ABSTRACT

It is almost obligatory these days that any text which addresses contemporary social and political issues has a chapter on risk. So here is mine. This chapter revisits some of the themes and issues addressed previously. It does so from the perspective of risk and illustrates the interwoven social and psychological complexity, for the middle class, of the contemporary education enterprise. The dualism of risk and fear in the conscience collective of the middle class, as related to the problematics of social reproduction (see Chapter 2), is at least one reason for the massively increased role of education within politics and the media. As Douglas (1994: 3) opines, ‘it is hard to maintain seriously that the perception of risk is private’ and Giddens (1998) asserts that we now live in a ‘risk climate’. The risks in play here lie somewhere between global and everyday risks.

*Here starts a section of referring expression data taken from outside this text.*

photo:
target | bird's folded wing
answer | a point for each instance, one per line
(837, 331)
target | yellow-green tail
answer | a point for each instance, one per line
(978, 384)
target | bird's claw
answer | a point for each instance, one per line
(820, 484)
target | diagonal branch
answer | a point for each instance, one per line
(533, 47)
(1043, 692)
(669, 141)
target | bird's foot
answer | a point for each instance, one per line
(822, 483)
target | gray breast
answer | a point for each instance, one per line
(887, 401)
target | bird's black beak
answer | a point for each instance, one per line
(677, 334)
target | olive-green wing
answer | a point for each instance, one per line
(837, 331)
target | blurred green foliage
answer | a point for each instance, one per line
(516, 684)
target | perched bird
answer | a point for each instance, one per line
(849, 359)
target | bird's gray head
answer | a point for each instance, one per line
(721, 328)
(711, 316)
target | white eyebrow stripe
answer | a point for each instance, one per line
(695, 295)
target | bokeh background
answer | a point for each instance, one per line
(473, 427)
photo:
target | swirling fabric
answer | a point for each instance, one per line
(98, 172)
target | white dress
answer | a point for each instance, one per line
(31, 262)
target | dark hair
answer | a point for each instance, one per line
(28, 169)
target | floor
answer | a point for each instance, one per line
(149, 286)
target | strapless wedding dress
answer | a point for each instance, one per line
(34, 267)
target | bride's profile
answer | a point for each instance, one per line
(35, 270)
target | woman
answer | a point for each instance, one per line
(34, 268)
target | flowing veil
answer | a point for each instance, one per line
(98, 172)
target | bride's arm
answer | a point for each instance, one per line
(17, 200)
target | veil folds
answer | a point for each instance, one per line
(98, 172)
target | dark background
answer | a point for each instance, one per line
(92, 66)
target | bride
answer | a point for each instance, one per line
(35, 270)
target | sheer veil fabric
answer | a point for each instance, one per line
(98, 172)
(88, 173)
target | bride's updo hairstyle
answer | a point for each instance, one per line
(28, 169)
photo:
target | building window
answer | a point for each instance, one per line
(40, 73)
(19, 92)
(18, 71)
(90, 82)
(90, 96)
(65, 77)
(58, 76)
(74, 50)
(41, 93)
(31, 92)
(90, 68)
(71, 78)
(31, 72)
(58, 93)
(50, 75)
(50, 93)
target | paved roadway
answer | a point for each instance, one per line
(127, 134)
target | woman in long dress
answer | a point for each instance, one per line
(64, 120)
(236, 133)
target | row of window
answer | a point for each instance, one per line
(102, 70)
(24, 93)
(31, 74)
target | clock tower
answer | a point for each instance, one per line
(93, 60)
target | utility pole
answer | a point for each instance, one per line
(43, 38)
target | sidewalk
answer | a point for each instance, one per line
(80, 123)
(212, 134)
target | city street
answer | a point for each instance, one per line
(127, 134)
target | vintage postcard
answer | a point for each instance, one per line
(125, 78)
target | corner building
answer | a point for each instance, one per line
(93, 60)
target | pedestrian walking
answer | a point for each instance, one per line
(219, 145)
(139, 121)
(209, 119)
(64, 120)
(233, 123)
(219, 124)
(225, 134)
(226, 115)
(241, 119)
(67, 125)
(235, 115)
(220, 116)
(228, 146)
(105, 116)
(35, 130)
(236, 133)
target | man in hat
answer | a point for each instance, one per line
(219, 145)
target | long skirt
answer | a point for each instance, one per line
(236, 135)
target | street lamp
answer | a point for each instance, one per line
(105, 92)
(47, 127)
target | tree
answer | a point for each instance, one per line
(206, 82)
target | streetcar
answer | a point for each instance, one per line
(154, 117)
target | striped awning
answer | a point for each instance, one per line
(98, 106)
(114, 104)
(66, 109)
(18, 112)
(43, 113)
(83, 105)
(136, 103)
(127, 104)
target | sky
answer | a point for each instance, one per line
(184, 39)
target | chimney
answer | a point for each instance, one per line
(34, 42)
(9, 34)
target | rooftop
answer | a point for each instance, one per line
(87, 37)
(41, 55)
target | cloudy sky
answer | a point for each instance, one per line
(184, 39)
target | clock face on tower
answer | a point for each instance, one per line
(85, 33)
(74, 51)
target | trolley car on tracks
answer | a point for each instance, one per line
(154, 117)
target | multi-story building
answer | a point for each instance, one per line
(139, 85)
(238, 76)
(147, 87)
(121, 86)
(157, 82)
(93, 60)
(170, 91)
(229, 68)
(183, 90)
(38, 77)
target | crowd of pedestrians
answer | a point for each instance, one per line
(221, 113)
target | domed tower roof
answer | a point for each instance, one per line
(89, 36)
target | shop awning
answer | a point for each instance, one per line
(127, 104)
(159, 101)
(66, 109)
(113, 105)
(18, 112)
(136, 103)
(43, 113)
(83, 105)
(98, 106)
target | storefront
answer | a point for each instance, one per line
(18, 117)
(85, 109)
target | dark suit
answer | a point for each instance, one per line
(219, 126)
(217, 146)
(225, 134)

However, while Beck (1992) and Giddens have written the sociological headlines of the risk society, their representations of risk have a number of weaknesses and limitations (see Dean 1999; Crook 1999). In particular, ‘Beck’s approach to risk can be characterised as totalising, realist and relying on a uniform conception of risk’ (Dean 1999: 131). While I would not demur from his realism, Beck’s portrayal of risk as an ontological condition of all humans fails to take adequate account either of the social differentiation of risk or of the existence of different regimes of risk and risk management. Therefore the discussion here draws to a greater extent on the more nuanced work of Crook (1999), and to a lesser extent Douglas (1994), rather than the ‘super-realists’ Beck and Giddens. Crook’s conceptual framework provides a language for thinking about the relationship between risk-regimes and different forms of risk management behaviour.1 In other words, it creates a theoretical space in which it

is possible to think about both the role of the social actor and the role of the state. I shall get back to the role of the state at the end of the chapter but can do no more than make some theoretical gestures here to what needs to be a more thorough and extended theoretical and empirical exercise.